# Question about energy usage for my DIY LED aquarium light



## lybrian1 (Aug 10, 2010)

our electric bill is charged per watt (kilowatt) right?
so i want to make a moon light with a single LED strip from ebay. they are cheap and really bright.

i am not really concern about the electric from one single LED but i want to make it as efficient as possible, no point in wasting electric when the LED is not on. anyways, i found an old outlet transformer that says its 12v which is exactly what the LED is rated to be. i cut then end and crimped it with the LED strip and i attaches a small switch to turn on and off the light easily. it works great the only thing is i realized the transformer still gets hot even when the LED is off. does this mean the transformer is still using electric even though the LED is off?
if thats too confusing i can take a photo.

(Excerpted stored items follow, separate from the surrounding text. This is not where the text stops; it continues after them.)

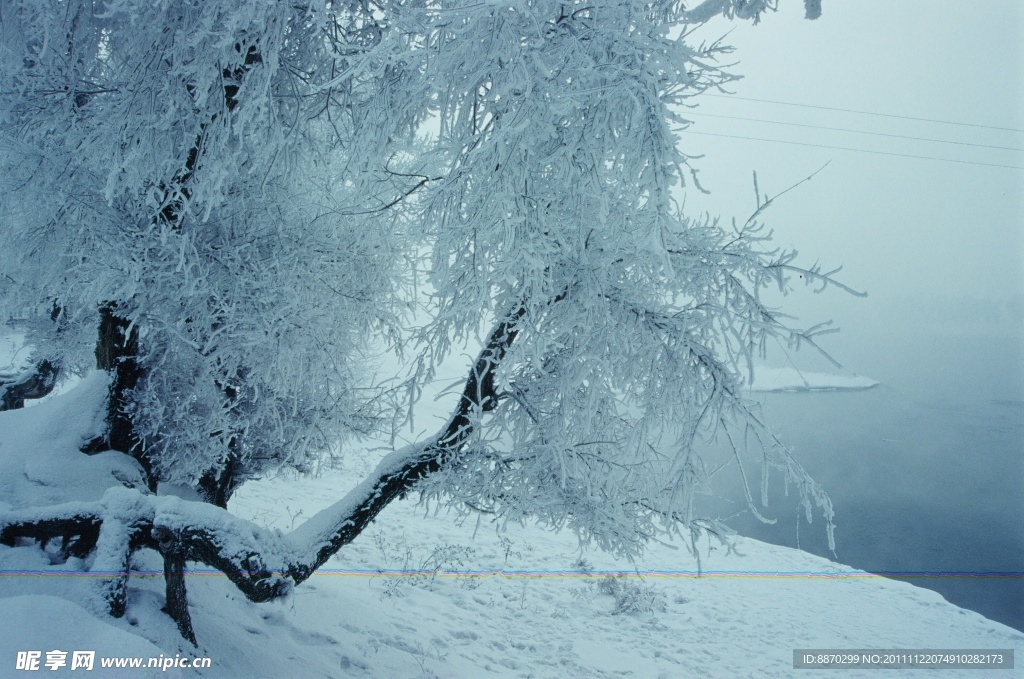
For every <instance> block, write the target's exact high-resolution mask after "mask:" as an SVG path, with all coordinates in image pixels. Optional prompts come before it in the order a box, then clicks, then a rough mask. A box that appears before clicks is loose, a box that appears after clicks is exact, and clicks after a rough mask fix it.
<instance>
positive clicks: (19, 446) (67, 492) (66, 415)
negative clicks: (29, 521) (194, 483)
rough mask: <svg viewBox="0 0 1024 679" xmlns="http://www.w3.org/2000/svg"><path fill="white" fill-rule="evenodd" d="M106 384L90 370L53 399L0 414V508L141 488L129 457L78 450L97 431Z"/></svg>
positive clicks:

my other question is IF the LED is rated for say 1 watt. and the transformer is rated at 10watt. how much energy is used when the LED is on? is ti 10watt or 1?


----------



## arc (Mar 11, 2010)

transformer?

Do you mean this ?

Unless unplugged these adapters will use a small amount of energy "phantom power" but I don't know about it still being hot though.

It should only draw about 1w, the 10w is the maximum power it can draw.


----------



## lybrian1 (Aug 10, 2010)

yes

i mean it does get a bit warm


----------



## arc (Mar 11, 2010)

It's not a lot of power but if you want to save the phantom lose, you can use a timer.


----------



## lybrian1 (Aug 10, 2010)

so do i ahve to consider the Watt or the Amps on the transformer?


----------



## arc (Mar 11, 2010)

> so do i ahve to consider the Watt or the Amps on the transformer?


I'm not sure of the question here. The adapters will give an output of Volts and Amps. The watts rating is just how much the max watts it can draw. The leds should say how much watts it is drawing.

The only thing I would watch out for from ebay leds is how many milliamps(mA) (1Amp=1000milliAmps) it needs. If it only needs 350mA and you use a 900mA adapter then you will be burning through the leds fast.


----------



## lybrian1 (Aug 10, 2010)

good to know thank you


----------